Origine et histoire du Centre Pompidou-Metz
Le Centre Pompidou-Metz (CPM) est un établissement public de coopération culturelle né d’une volonté de décentralisation du Centre Pompidou de Paris. Situé à Metz, entre le parc de la Seille et la gare, il s’inscrit dans le projet d’urbanisation du quartier de l’Amphithéâtre, anciennement occupé par des friches ferroviaires. Inauguré le 12 mai 2010 après une première pierre posée en 2006 par Claude Pompidou, il symbolise une dynamique culturelle transfrontalière, à proximité de l’Allemagne, du Luxembourg et de la Belgique. Son architecture, inspirée d’un chapeau chinois traditionnel, est le fruit d’une collaboration entre Shigeru Ban, Jean de Gastines et Philip Gumuchdjian, avec une charpente en bois innovante et une toiture en fibre de verre recouverte de téflon.
Le budget total du projet s’élevait à 69,33 millions d’euros en 2009, financé majoritairement par Metz Métropole (43,33 M€), ainsi que par l’État, l’Union européenne, la région Lorraine et le département de la Moselle. Le bâtiment, réalisé par Demathieu & Bard, comprend trois galeries d’exposition superposées (5 020 m2 au total), une nef de 1 200 m2, un auditorium et un studio de création. La structure combine béton armé, un pylône métallique de 77 m (référence à l’année 1977, ouverture du Centre Pompidou parisien) et une charpente en bois entrelacée, conçue comme une résille hexagonale. Malgré des défis techniques, comme des déchirures de la toiture en 2010 et 2013, le centre est devenu un pôle culturel majeur, attirant plus de 500 000 visiteurs dès sa première année.
Le CPM s’inscrit dans une démarche de démocratisation de l’art moderne et contemporain, avec une exposition inaugurale intitulée « Chefs-d’œuvre ? » présentant 800 œuvres issues des collections parisiennes. Son programme inclut des expositions temporaires (4 à 6 par an), des coproductions internationales et des événements comme « Constellation » (2009), préfigurant son ouverture. Le centre a aussi mis en lumière des artistes comme Marc Chagall, avec une exposition dédiée à ses vitraux en 2020-2021. Son impact dépasse le cadre culturel : il a dynamisé l’économie locale, attiré des entreprises comme Est Ouvrages pour les passerelles d’accès, et révélé des vestiges archéologiques romains lors des fouilles du parking souterrain.
L’architecture du CPM est marquée par une symbolique forte, comme l’hexagone reflété dans la charpente et les galeries traversantes de 80 m de long. Les vues panoramiques depuis les galeries (7 m, 14 m et 21 m de haut) offrent des perspectives sur la cathédrale de Metz, le quartier impérial et le parc de la Seille. La toiture, conçue pour être auto-nettoyante, a cependant connu des problèmes liés aux intempéries, nécessitant des interventions. Le projet a été porté par des figures politiques comme Jean-Jacques Aillagon et Jean-Marie Rausch, avec l’ambition de positionner Metz comme un carrefour culturel européen, à l’image du Guggenheim de Bilbao.

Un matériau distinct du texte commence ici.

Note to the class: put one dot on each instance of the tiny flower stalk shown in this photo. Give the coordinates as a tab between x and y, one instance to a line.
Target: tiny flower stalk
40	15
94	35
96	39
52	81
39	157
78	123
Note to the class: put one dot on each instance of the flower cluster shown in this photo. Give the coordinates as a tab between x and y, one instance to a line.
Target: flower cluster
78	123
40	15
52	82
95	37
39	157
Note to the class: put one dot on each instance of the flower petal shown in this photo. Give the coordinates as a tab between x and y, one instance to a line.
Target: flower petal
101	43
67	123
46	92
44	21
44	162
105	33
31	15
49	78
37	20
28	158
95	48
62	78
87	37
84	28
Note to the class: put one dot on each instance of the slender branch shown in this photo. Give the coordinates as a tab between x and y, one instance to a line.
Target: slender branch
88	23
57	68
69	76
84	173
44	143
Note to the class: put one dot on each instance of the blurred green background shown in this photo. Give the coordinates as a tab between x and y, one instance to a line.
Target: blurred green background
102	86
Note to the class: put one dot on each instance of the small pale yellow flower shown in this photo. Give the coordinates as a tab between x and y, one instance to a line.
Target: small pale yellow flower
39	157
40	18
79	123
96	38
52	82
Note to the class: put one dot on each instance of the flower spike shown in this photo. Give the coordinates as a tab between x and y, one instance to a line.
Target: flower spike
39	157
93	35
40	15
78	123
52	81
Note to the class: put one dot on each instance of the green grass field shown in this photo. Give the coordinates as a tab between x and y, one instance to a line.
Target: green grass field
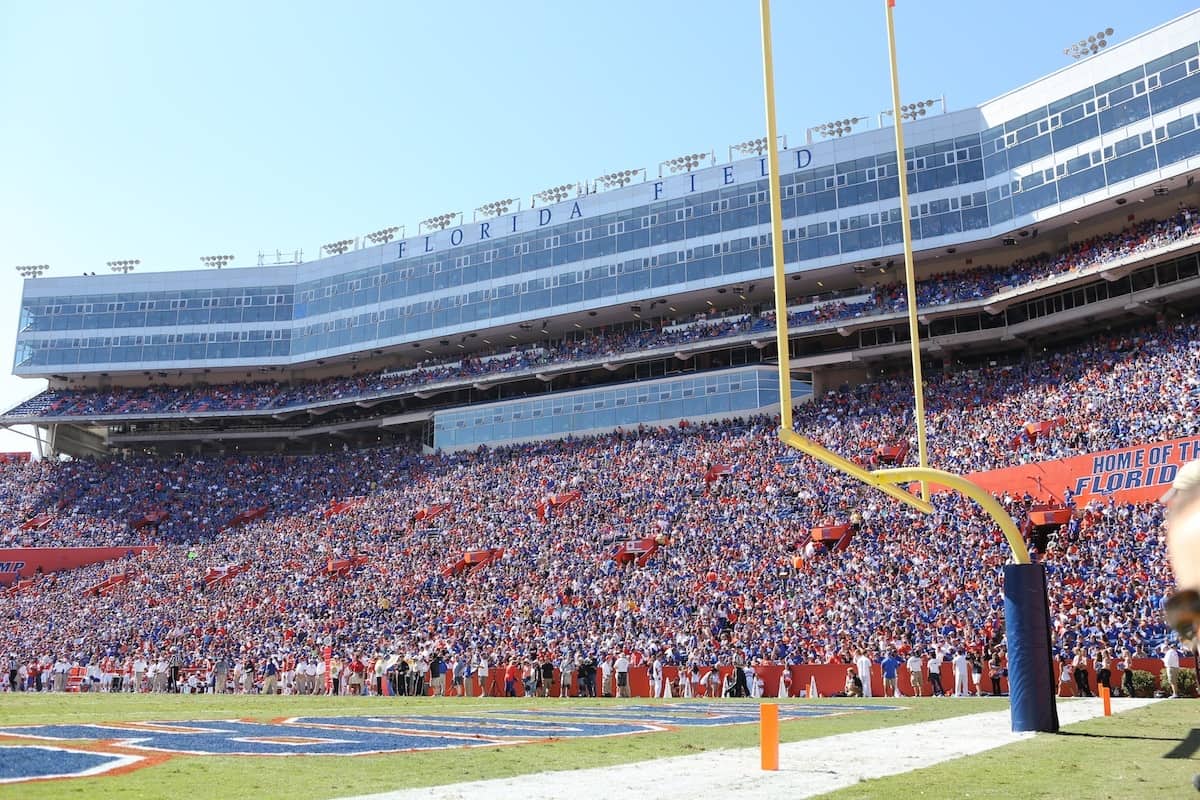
1121	757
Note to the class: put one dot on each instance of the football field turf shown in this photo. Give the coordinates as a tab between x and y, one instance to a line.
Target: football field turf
1146	752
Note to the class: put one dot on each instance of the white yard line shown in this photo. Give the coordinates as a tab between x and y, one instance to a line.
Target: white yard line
808	768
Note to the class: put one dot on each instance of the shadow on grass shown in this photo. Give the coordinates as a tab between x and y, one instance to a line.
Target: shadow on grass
1186	747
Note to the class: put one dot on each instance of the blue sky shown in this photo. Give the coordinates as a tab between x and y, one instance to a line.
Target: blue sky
163	132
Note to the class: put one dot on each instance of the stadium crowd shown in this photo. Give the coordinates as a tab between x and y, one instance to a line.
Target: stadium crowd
732	576
939	289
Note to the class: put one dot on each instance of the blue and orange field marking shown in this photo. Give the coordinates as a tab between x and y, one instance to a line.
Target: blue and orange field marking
100	749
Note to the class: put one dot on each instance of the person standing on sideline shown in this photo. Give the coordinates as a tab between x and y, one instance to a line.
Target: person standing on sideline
916	679
961	669
1104	669
622	668
565	674
606	677
863	665
657	677
1126	667
891	669
1079	671
935	675
976	673
1171	662
995	671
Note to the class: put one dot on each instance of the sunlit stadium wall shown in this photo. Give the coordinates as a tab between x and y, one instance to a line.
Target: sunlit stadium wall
654	403
1125	119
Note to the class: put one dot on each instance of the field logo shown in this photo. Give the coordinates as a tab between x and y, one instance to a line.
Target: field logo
141	744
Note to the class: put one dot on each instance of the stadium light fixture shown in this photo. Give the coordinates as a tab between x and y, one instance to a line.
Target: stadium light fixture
215	260
33	270
496	208
687	163
337	247
834	130
1090	46
124	266
385	235
618	179
439	222
755	146
910	112
281	257
555	194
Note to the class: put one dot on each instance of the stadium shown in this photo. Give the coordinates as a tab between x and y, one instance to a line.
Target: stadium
514	480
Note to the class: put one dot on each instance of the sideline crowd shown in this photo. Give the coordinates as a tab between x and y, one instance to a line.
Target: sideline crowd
733	578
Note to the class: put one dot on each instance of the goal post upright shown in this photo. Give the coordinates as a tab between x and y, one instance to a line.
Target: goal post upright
1026	609
918	384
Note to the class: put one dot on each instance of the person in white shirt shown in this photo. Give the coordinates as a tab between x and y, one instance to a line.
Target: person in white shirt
961	671
139	674
785	683
916	674
621	666
606	677
863	665
1171	661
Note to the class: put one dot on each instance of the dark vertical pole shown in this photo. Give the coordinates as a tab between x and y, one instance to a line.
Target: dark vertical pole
1030	668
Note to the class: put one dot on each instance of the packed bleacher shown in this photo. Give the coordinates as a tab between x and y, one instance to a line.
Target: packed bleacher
972	284
363	552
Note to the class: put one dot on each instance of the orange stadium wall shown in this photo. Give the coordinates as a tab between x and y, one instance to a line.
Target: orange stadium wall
24	561
1128	475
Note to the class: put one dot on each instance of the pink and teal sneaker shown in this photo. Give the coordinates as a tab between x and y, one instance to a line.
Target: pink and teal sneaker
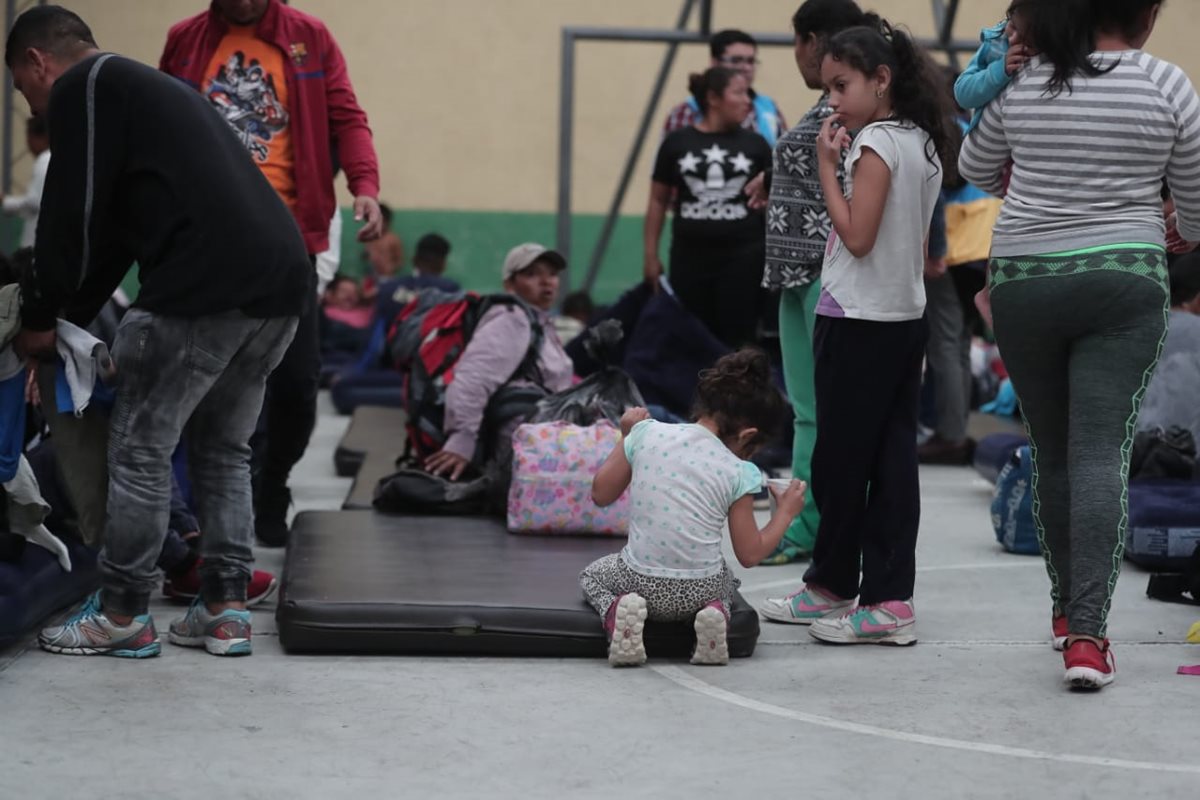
624	623
888	623
804	607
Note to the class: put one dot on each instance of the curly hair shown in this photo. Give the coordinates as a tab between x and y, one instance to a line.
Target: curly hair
739	392
918	88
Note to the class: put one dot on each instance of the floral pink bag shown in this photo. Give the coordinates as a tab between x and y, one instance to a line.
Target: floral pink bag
553	464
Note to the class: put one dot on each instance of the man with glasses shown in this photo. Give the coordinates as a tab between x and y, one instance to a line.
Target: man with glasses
737	50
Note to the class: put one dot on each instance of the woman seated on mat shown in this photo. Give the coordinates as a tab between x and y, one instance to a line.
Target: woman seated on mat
514	346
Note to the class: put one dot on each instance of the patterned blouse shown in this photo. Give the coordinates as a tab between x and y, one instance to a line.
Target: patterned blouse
797	220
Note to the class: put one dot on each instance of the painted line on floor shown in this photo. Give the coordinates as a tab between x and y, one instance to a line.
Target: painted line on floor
941	567
689	681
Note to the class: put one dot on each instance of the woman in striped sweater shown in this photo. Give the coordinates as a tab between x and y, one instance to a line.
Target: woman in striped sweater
1078	277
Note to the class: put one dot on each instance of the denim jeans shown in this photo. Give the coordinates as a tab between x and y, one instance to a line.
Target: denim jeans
202	379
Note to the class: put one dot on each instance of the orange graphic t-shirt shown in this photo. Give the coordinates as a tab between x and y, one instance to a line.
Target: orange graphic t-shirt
246	82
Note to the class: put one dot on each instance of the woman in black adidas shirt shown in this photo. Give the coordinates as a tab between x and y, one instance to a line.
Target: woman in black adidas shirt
717	248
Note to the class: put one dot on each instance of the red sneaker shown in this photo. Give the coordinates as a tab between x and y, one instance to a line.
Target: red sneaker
1089	666
184	588
1059	625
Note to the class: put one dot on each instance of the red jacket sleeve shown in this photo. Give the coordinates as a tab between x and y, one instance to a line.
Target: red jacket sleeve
348	125
167	62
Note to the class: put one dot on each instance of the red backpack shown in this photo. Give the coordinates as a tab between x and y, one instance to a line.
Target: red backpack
426	340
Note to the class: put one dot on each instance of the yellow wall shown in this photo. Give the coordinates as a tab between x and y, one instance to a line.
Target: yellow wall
463	94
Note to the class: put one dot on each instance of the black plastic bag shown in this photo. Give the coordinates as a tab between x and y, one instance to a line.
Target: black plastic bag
604	395
1164	453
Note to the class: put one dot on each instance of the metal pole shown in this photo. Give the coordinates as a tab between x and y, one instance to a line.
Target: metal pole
635	150
565	142
6	124
666	36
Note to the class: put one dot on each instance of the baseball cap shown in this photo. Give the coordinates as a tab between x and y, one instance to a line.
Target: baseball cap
523	256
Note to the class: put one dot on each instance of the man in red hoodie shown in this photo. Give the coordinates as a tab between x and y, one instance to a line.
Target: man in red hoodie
279	78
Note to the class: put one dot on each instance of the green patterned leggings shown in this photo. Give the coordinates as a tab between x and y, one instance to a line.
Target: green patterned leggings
1080	335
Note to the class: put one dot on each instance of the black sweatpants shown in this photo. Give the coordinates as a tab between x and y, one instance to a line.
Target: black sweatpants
864	464
289	409
1081	336
721	286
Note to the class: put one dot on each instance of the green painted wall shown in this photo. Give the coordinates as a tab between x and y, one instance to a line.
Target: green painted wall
480	239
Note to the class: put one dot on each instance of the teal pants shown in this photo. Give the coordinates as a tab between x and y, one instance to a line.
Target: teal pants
797	316
1080	336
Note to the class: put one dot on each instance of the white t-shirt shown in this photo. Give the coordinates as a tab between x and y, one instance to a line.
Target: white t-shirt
29	204
887	284
684	482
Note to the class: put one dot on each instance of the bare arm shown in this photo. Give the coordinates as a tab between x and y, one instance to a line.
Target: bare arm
613	477
652	230
616	473
857	221
751	545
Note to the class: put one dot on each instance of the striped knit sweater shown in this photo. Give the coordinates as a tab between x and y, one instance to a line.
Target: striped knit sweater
1089	164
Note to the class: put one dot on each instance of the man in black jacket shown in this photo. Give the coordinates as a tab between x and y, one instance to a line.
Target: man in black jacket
145	172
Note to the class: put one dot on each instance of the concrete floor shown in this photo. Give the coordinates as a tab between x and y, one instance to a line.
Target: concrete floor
976	710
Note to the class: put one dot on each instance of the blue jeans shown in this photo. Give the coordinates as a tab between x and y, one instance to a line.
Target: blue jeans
202	379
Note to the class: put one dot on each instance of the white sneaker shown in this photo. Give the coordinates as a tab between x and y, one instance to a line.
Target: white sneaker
804	607
627	648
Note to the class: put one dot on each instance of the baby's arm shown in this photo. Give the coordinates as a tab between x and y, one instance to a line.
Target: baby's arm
616	473
750	545
982	80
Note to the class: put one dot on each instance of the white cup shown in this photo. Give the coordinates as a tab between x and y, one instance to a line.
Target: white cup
779	485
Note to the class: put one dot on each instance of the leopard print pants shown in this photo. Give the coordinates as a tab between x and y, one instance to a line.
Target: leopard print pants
666	599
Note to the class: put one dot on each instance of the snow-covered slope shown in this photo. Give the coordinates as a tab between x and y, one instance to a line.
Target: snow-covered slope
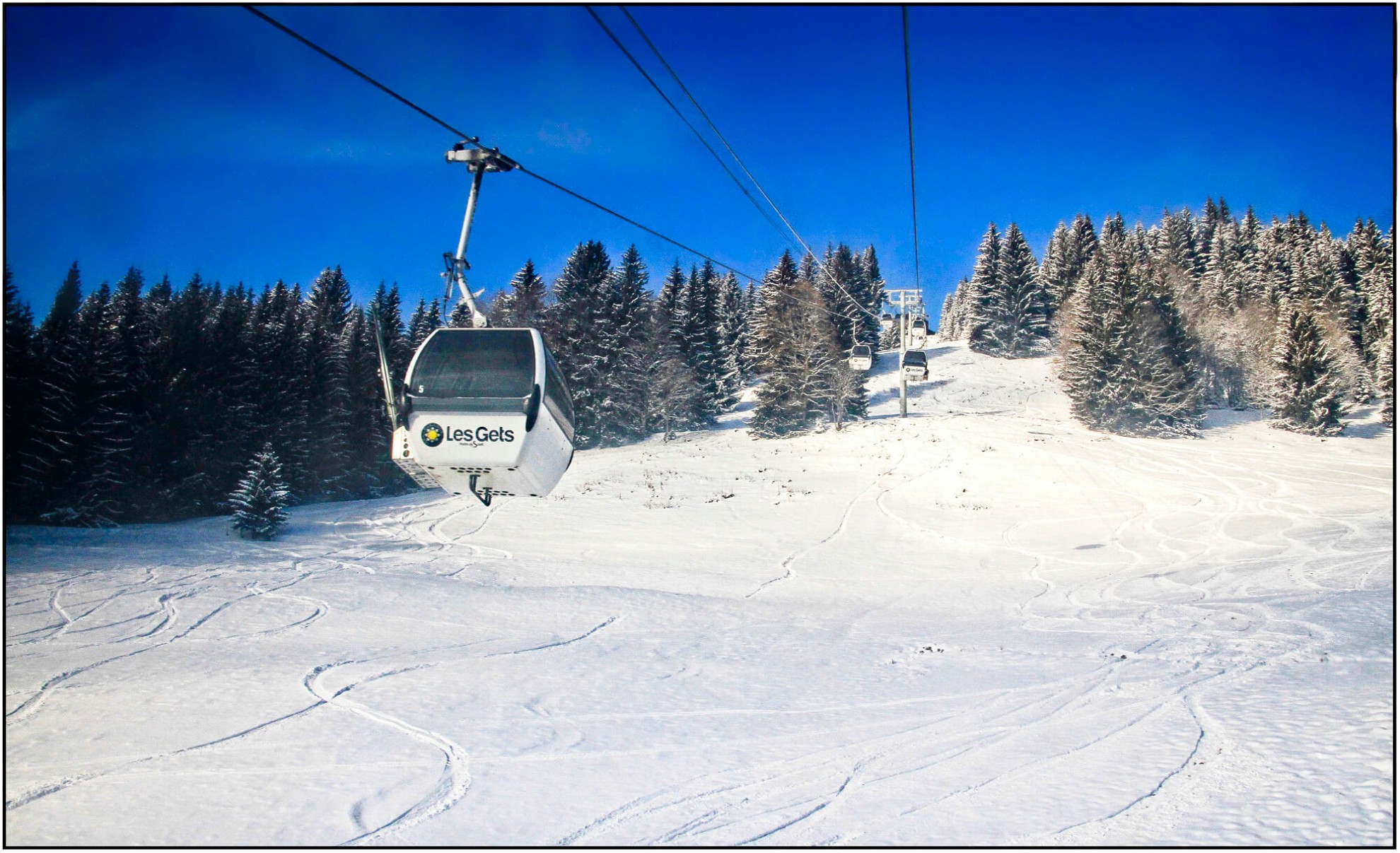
978	625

La gestion du CPM a été assurée par des présidents successifs : Laurent Le Bon (2010-2014), Emma Lavigne (2014-2019) et Chiara Parisi (depuis 2019). Le centre organise des expositions thématiques variées, comme « Aerodream » (2021) sur les structures gonflables ou « Mimèsis » (2022) sur le design et la nature. Son succès repose sur une programmation ambitieuse, une architecture iconique et une localisation stratégique au cœur de la Grande Région, renforçant les échanges transfrontaliers. La « Maison du projet » (2006-2009), conçue comme un espace d’information et de médiation, a préparé le public à cette ouverture, accueillant plus de 100 000 visiteurs avant la fermeture du chantier.